Para analis mengatakan Arab Saudi, di bawah tekanan penurunan harga minyak dan tantangan yang meningkat dari Iran, ingin mengirim pesan jelas kepada siapa pun yang berani menantang otoritas kerajaan itu.
Ketegangan sektarian antara Arab Saudi dan Iran dan sekutu regional mereka meledak menjadi kemarahan setelah Riyadh mengeksekusi ulama Syiah terkemuka.
"Ini adalah eskalasi dramatis di pihak Saudi. Tapi ini merupakan cerminan perang dingin besar yang sudah berlangsung selama bertahun-tahun," kata Aaron David Miller, analis Timur Tengah di Woodrow Wilson International Center.
Tehran berang, menuduh Riyadh menghasut anarki di kawasan itu. Ishaq Jahangiri, wakil presiden pertama Iran melontarkan tuduhan itu.
"Hal-hal yang Anda lakukan pada masa lalu, seperti membuat kelompok teroris, apa yang dibawanya ke kawasan ini selain kekacauan?
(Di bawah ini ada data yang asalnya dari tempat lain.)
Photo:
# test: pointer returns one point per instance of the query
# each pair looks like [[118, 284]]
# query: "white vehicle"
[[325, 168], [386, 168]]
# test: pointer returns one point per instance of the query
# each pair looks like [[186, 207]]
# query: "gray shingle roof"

Apa yang ditimbulkannya selain menciptakan kekacauan di Suriah, Irak dan di tempat lain?" katanya.
Muslim Syiah di Baghdad menyamakan tindakan Riyadh itu dengan kelompok militan Sunni Negara Islam atau ISIS. Tapi Riyadh juga mengeksekusi puluhan pembangkang ekstremis Sunni.
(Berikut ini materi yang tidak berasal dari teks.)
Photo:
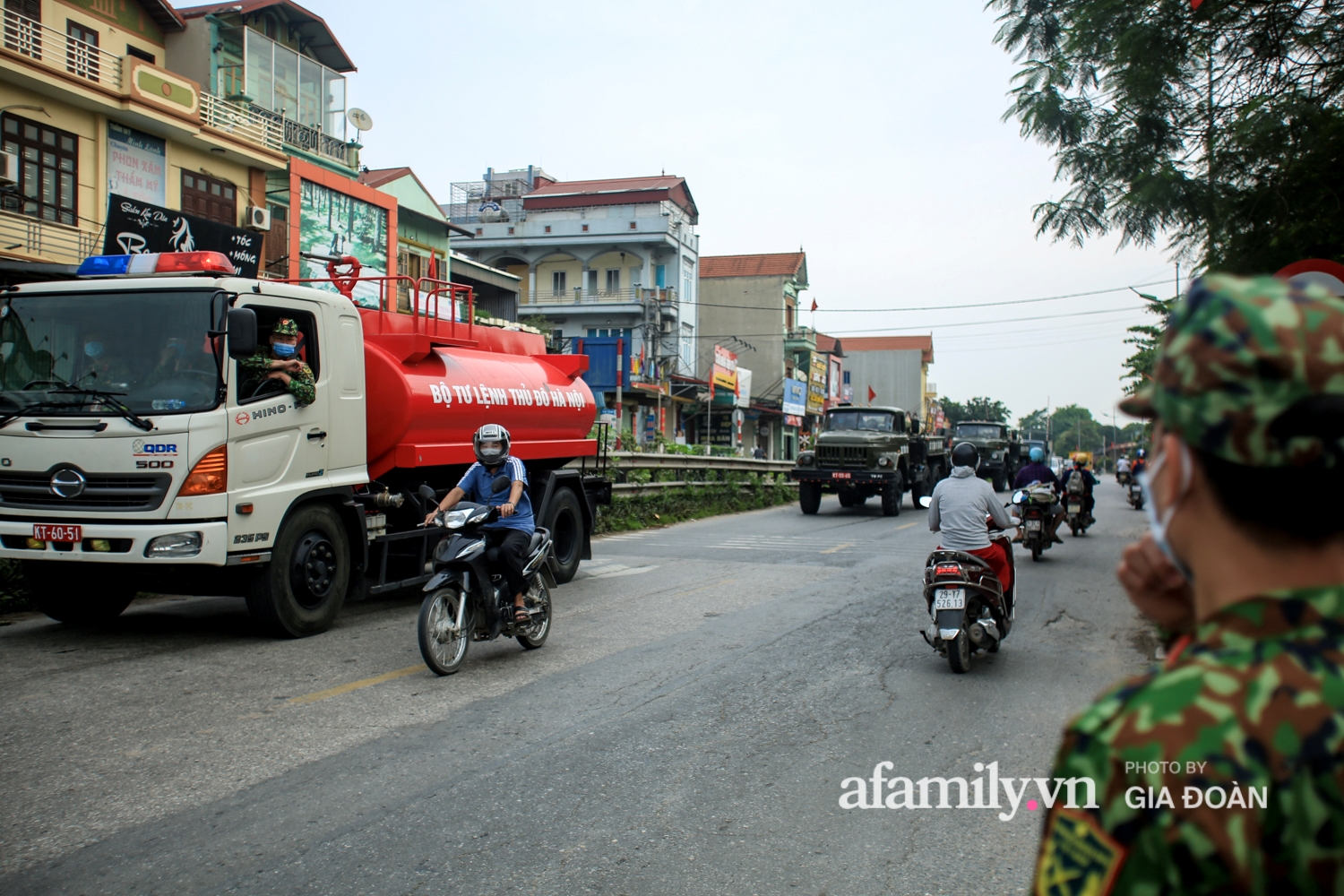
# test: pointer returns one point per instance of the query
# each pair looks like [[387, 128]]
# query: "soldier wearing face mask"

"Ini adalah cara mengirim pesan jelas, baik untuk setiap calon pembangkang Syiah maupun jihadis Sunni," kata Aaron David Miller.
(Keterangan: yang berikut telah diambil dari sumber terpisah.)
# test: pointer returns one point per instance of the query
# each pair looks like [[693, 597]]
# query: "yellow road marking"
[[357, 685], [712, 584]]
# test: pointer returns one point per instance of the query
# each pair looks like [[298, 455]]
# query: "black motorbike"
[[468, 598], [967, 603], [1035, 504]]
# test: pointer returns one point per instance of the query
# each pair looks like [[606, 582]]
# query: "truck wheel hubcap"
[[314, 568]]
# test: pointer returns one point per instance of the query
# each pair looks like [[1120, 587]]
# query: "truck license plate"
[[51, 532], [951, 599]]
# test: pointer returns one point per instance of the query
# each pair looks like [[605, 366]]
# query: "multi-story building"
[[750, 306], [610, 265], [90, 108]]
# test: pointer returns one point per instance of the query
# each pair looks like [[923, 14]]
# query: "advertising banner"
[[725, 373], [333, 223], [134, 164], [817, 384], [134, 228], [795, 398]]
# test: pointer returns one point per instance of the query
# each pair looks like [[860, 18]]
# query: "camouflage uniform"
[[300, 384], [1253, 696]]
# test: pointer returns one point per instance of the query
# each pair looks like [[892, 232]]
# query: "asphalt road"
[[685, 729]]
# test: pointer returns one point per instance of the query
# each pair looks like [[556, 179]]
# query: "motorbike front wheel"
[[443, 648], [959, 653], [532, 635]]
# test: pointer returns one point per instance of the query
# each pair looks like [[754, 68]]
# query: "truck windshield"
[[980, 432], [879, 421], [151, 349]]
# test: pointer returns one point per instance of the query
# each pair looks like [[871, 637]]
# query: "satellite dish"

Terlepas dari niatnya, eksekusi ulama Sheikh Nimr al-Nimr, kemungkinan besar akan memarakkan ketegangan sektarian di seluruh kawasan.
"Perang sekarang sedang berkecamuk di Suriah dan di Yaman, Irak, ada ketegangan di tempat-tempat seperti Bahrain, dan Lebanon, dan dengan melakukan hal ini mereka hanya memperdalam perpecahan Sunni-Syiah," kata Barbara Slavin, analis di Atlantic Council.
Eksekusi itu juga dapat merusak upaya diplomatik yang sedang dilakukan untuk mengakhiri perang di Suriah.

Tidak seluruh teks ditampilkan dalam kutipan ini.